Keeping close to God meant not ever forgetting that I worked in a place where Satan worked too. There was no doubt about that! When weird, unexplainable sicknesses and events occurred, I was not surprised. I tried to keep my particular worldview real and balanced. What did I expect? That life on the edge spiritually would be anything but risky? The Enemy hit my family through several acute and chronic illnesses and with many minor yet irritating circumstances. He churned up emotions against my husband on many occasions. One major blow came when we buried our first child, a stillborn daughter, in a hospital cemetery…and yet, we experienced God’s perfect peace.
Part of staying close to God called for organization and self-discipline.

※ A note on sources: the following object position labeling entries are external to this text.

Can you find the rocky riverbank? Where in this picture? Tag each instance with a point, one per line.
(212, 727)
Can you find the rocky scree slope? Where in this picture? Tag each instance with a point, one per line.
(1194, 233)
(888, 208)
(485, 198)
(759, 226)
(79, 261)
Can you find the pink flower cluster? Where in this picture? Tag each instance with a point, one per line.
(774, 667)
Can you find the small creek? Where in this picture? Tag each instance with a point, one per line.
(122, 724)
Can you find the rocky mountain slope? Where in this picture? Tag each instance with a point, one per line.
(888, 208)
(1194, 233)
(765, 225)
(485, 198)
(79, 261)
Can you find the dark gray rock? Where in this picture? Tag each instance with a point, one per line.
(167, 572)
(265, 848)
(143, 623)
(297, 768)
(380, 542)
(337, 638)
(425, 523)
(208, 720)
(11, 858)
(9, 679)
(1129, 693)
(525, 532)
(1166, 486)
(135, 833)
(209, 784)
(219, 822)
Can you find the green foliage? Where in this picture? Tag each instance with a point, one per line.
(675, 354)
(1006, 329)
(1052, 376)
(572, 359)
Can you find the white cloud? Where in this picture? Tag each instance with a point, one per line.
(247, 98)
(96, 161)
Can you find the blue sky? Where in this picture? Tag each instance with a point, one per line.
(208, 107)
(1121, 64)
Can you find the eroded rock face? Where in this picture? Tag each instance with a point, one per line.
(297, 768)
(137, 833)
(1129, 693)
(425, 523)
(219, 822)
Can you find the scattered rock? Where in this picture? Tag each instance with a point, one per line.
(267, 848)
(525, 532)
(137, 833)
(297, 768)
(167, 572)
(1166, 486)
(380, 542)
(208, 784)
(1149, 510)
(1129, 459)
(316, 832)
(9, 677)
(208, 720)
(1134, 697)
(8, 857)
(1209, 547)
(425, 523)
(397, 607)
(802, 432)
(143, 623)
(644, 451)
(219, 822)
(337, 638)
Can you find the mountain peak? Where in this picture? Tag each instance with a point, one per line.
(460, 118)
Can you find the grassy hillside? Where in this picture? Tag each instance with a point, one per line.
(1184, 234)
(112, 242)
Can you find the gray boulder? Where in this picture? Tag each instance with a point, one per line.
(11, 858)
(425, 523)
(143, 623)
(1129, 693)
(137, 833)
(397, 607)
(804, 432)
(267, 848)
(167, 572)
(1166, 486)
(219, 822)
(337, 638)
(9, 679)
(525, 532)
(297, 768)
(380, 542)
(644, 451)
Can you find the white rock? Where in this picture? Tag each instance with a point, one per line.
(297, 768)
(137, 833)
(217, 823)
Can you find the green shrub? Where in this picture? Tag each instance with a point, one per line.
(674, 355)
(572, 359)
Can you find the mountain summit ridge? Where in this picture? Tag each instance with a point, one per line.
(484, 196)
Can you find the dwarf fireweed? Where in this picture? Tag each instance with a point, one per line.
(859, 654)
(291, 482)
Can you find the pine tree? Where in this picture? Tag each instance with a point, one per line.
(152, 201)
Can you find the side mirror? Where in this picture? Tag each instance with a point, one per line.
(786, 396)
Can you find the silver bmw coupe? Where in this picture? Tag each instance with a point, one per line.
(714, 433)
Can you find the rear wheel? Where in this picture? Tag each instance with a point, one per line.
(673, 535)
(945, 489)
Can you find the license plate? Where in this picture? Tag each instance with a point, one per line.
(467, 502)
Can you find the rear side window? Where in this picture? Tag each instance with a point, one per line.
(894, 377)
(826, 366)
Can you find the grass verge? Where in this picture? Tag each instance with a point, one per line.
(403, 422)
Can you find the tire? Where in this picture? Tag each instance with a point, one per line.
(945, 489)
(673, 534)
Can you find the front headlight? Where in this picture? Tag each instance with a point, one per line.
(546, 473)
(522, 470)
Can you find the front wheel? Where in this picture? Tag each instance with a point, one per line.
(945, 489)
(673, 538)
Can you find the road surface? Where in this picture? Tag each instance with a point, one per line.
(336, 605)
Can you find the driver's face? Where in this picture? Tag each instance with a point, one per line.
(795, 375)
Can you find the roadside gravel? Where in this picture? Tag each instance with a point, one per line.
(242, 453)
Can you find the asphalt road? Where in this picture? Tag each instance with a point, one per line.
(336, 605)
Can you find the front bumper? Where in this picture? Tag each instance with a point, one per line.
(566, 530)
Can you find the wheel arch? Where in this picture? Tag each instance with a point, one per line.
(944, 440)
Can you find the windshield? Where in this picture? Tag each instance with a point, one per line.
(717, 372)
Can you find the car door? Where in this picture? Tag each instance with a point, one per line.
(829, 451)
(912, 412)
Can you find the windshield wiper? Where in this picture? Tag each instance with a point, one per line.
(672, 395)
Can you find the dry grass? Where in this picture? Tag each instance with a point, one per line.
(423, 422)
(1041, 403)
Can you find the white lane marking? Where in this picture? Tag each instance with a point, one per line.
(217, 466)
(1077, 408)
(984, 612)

To ward off anger and avoid frustration when planned language work sessions fell through, I made sure I already had several other projects waiting to be picked up. I could easily turn to those and trust God, keeping my heart at peace.
I was significantly involved in the translation and literacy work, but I also needed to homeschool our two young sons periodically, depending on the availability of itinerant teachers. My husband split teaching duties with me and also graciously took care of the children from 7 AM to 9 AM so I could have time to do language work. Many afternoons I was free to do more work, if I felt like it. Without that intellectual and spiritual input in the project, I would have found life much less than satisfying.
To stay content with what the Father chose to give me, I let go of longing for good ol’ USA cuisine, preparing and enjoying local foods as much as possible. I rarely looked at magazines with beautiful clothes and homes. They only made me jealous, covetous, and malcontent with my home and belongings.
I found through experience how closely spiritual health is tied to physical, mental, and emotional health. Living in places that could be boring—apart from the work—I purposely created activities that offered me challenges as well as pleasure. This was not to escape my life, which I loved, but to enlarge it! Every January, I would choose a project to accomplish or a skill to learn during that year. I set my goal on mastering the (woodwind) recorder, perfecting my pie making, creating crunchy pickles, or learning to embroider. I collected local leaves from bushes and trees, drew their outlines with ink-pen in a notebook, and added the local language names as well as medicinal or nutritional uses. One year I asked the local pastor’s wife, who lived near me, if she would call me over every time she made one of her delicious, spicy sauces so that I could learn how to make it. A true African ‘TV chef,’ she laid out all the ingredients before I arrived, hastening the lesson time. She always sent me home with a generous sample, even though I protested. At the end of the year, I had created my own little cookbook, full of great recipes, including ones for bean-flour doughnuts and home-made soap.
Maintaining intimacy with God on the mission field may start on our knees in the morning, but it also requires moment-by-moment attention as we walk through the day—in our routines, our careful choices, our leisure activities, and our watching also through the night. We first honor our tryst with the Lover of our Souls, but then we joyfully explore ways to obey His Word, whatever the cost.